A lot of people are starting to talk about user-generated content. And people are really starting to understand the importance of it for their business.
No one doubts that consumers trust content from their peers much more than official brand content. With user-generated content marketing, you’re no longer telling consumers: ‘Hey, look how great I am!’. What you’re telling them is: ‘Hey, look at what other people are saying about me.’
The Kleiner Perkins report shows the huge value and importance of UGC. But they aren’t the only experts saying that the way forward in consumer branding is via UGC.
Gartner is saying it.
Forrester is saying it.
But most significantly, brands are seeing it for themselves.
UGC is becoming the single most important and effective driving force for brands. At a meteoric speed.
What can your brand take away from these rooftop insights?
Let’s rewind to the major concerns for brands: building community, getting consumer attention, and getting people to care.

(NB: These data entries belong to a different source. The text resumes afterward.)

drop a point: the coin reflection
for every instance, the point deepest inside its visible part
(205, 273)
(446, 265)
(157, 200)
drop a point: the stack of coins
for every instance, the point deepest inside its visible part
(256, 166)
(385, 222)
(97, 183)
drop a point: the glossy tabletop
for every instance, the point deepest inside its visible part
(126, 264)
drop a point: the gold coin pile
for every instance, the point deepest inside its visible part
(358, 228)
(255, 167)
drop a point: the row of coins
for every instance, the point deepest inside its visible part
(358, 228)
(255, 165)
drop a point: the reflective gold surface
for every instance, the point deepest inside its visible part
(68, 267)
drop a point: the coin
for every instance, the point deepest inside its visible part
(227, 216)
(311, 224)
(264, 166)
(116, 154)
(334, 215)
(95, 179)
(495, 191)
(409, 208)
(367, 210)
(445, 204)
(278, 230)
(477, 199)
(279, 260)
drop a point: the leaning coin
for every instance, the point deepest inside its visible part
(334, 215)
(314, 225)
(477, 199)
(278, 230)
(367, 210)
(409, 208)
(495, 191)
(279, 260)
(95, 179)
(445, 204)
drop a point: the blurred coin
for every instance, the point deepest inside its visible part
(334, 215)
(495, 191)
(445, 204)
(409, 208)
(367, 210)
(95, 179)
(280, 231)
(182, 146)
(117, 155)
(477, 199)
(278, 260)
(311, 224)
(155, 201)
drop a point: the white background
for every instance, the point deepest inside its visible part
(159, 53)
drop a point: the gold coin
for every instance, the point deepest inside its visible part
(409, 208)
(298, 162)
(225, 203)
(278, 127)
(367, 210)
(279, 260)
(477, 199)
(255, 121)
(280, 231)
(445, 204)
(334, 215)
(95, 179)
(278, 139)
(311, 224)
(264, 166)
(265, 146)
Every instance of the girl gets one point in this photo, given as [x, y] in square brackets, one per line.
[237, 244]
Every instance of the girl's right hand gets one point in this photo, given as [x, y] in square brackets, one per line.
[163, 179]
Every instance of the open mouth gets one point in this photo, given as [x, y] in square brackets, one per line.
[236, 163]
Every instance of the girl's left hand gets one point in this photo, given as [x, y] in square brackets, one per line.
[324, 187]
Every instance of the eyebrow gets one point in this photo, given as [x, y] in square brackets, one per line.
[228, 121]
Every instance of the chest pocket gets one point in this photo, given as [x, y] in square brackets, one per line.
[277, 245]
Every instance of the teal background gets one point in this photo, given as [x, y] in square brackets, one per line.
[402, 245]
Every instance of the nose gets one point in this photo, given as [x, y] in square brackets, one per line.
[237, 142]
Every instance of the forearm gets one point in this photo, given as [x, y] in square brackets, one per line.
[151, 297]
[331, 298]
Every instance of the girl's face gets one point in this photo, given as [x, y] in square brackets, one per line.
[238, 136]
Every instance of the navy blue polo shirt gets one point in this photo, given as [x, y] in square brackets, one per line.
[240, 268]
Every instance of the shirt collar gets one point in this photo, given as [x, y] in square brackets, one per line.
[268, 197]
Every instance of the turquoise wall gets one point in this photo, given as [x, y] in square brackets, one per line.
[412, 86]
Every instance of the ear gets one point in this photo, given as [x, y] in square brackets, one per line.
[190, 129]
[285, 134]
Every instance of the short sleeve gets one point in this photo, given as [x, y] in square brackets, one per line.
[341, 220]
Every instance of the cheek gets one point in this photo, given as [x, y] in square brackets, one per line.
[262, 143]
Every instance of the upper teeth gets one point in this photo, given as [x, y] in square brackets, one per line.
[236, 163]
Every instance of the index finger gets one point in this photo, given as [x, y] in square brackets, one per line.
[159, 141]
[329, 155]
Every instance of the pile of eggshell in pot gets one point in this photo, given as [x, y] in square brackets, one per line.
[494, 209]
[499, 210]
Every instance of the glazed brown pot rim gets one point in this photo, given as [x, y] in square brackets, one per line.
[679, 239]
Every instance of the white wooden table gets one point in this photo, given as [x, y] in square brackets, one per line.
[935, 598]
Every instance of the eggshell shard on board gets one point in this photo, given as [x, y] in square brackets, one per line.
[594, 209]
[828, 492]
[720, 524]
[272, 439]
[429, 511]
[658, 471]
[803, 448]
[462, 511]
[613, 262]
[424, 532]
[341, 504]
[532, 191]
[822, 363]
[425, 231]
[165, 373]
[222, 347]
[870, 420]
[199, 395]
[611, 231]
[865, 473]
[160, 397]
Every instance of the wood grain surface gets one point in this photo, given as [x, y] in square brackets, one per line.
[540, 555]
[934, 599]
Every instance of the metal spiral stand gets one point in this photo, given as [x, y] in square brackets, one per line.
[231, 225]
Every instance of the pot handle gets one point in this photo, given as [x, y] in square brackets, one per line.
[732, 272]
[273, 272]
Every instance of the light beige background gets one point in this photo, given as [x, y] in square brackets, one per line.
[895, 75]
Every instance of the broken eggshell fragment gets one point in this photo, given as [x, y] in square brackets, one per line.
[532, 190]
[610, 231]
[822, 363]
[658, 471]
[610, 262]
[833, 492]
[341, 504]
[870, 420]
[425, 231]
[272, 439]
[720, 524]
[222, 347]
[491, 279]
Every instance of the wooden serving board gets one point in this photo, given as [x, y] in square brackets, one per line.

If building a phenomenal brand is the answer to these pain points, then UGC is the answer to building a phenomenal brand:
- Encourage your customers to share the products they love, and foster a community through that shared conversation.
- Use your customers’ most compelling content in your marketing efforts to draw consumers out of ad-blindness.
- And most importantly, listen to what your customers are saying. UGC isn’t just about sharing photos and reviews. It’s about giving your customers a voice and a stake in your brand. Get them to care about your products by showing them you care about what they have to say.